Lewis Howard Latimer joined the U.S. Navy at the age of 15 on September 16, 1863, and served as a Landsman on the USS Massasoit. After receiving an honorable discharge from the U.S. Navy on July 3, 1865, he gained employment as an office boy with a patent law firm, Crosby Halstead and Gould, with a $10.00 per week salary. He learned how to use a set square, ruler, and other drafting tools. Later, after his boss recognized his talent for sketching patent drawings, Latimer was promoted to the position of head draftsman earning $20.00 a week by 1872.

Even though Latimer was no longer active military he remained patriotic. He was an early and active member in the veteran organization, Grand Army of the Republic. He acted as secretary and adjutant.

Writing

  • A book of poetry called Poems of Love and Life.
  • A technical book, Incandescent Electric Lighting (1890).
  • Various pieces for African-American journals.
  • A petition to Mayor Seth Low to restore a member to the Brooklyn School Board.

Latimer played the violin and flute, painted portraits and wrote plays.

He was an early advocate of civil rights. In 1895 Lewis wrote a statement in connection with the National Conference of Colored Men about equality, security, and opportunity.

Teaching

Latimer taught English and drafting courses to immigrants at the Henry Street Settlement in New York.

Death and legacy

For 25 years, from 1903 until his death in 1928, Latimer lived with his family in a home on Holly Avenue in what is known now as East Flushing section of Queens, New York. Latimer died on December 11, 1928, at the age of 80. Approximately sixty years after his death, his home was moved from Holly Avenue to 137th Street in Flushing, Queens, which is about 1.4 miles northwest of its original location.

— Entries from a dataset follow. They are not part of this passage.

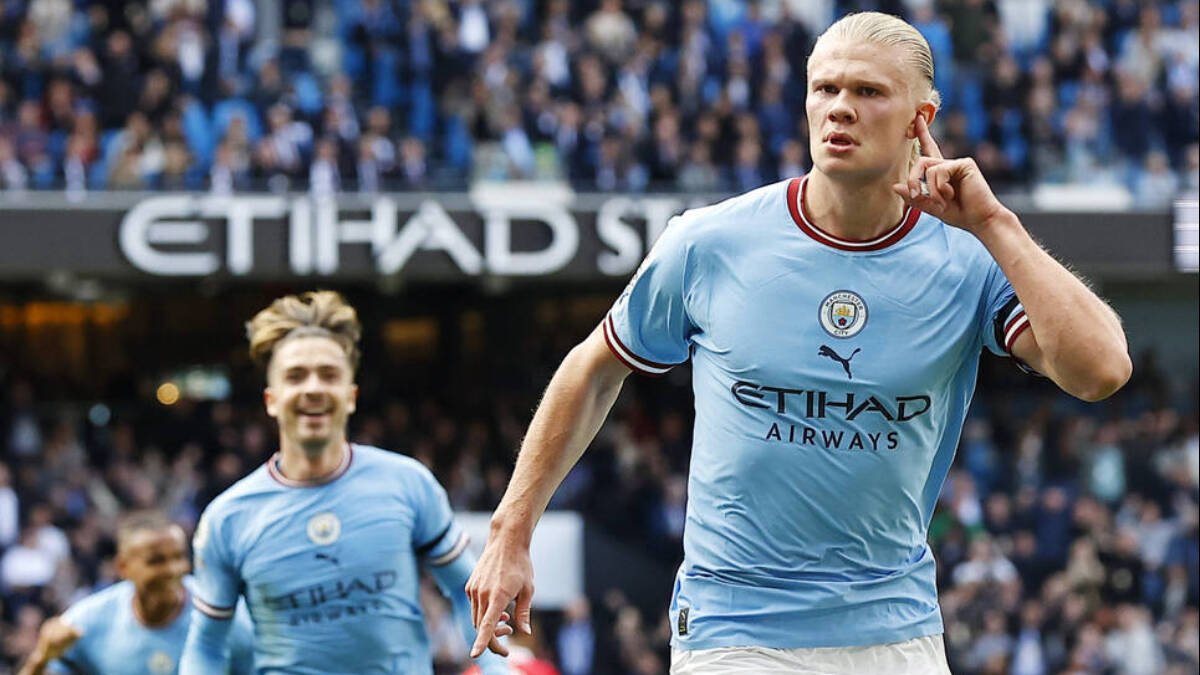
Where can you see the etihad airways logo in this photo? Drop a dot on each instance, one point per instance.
(817, 404)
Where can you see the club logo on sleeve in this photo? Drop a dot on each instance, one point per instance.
(324, 529)
(843, 314)
(160, 663)
(201, 537)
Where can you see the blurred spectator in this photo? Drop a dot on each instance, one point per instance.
(1035, 90)
(576, 639)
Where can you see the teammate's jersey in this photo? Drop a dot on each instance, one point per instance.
(115, 641)
(329, 569)
(831, 380)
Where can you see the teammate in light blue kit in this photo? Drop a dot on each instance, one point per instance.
(324, 542)
(136, 626)
(834, 326)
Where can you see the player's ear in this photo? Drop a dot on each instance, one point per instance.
(121, 563)
(270, 402)
(925, 109)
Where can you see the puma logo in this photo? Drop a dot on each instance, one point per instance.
(845, 362)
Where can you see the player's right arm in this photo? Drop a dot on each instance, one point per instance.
(53, 640)
(214, 601)
(648, 329)
(571, 411)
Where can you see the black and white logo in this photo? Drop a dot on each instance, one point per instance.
(826, 351)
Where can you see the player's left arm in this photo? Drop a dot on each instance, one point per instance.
(444, 549)
(214, 601)
(1074, 338)
(451, 577)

  • Latimer is an inductee of the National Inventors Hall of Fame for his work on electric filament manufacturing techniques.
  • The Latimer family house is on Latimer Place in Flushing, Queens. It was moved from the original location to a nearby small park and turned into the Lewis H. Latimer House Museum in honor of the inventor.
  • Latimer was a founding member of the Flushing, New York, Unitarian Church.
  • A set of apartment houses in Flushing are called "Latimer Gardens".
  • P.S. 56 in Clinton Hill, Brooklyn, is named Lewis H. Latimer School.
  • An invention program at the Massachusetts Institute of Technology, MIT, is named after him.
  • On May 10, 1968 a school in Brooklyn, New York was rededicated to The Lewis H. Latimer School in his memory.
  • In 1988, a committee was formed, the Lewis H. Latimer Committee, in order to save his home in Flushing, New York.
  • Lewis Latimer has been honored through Chandler White publishing black inventions on African American and other ethnic Inventors History. His electric filament invention in the light bulb made it to number 1 on a Black Inventions poster Chandler published. It's being used for Black History month in schools. However, Lewis Latimer did not invent the electric filament, despite this notion being propagated by some organisations.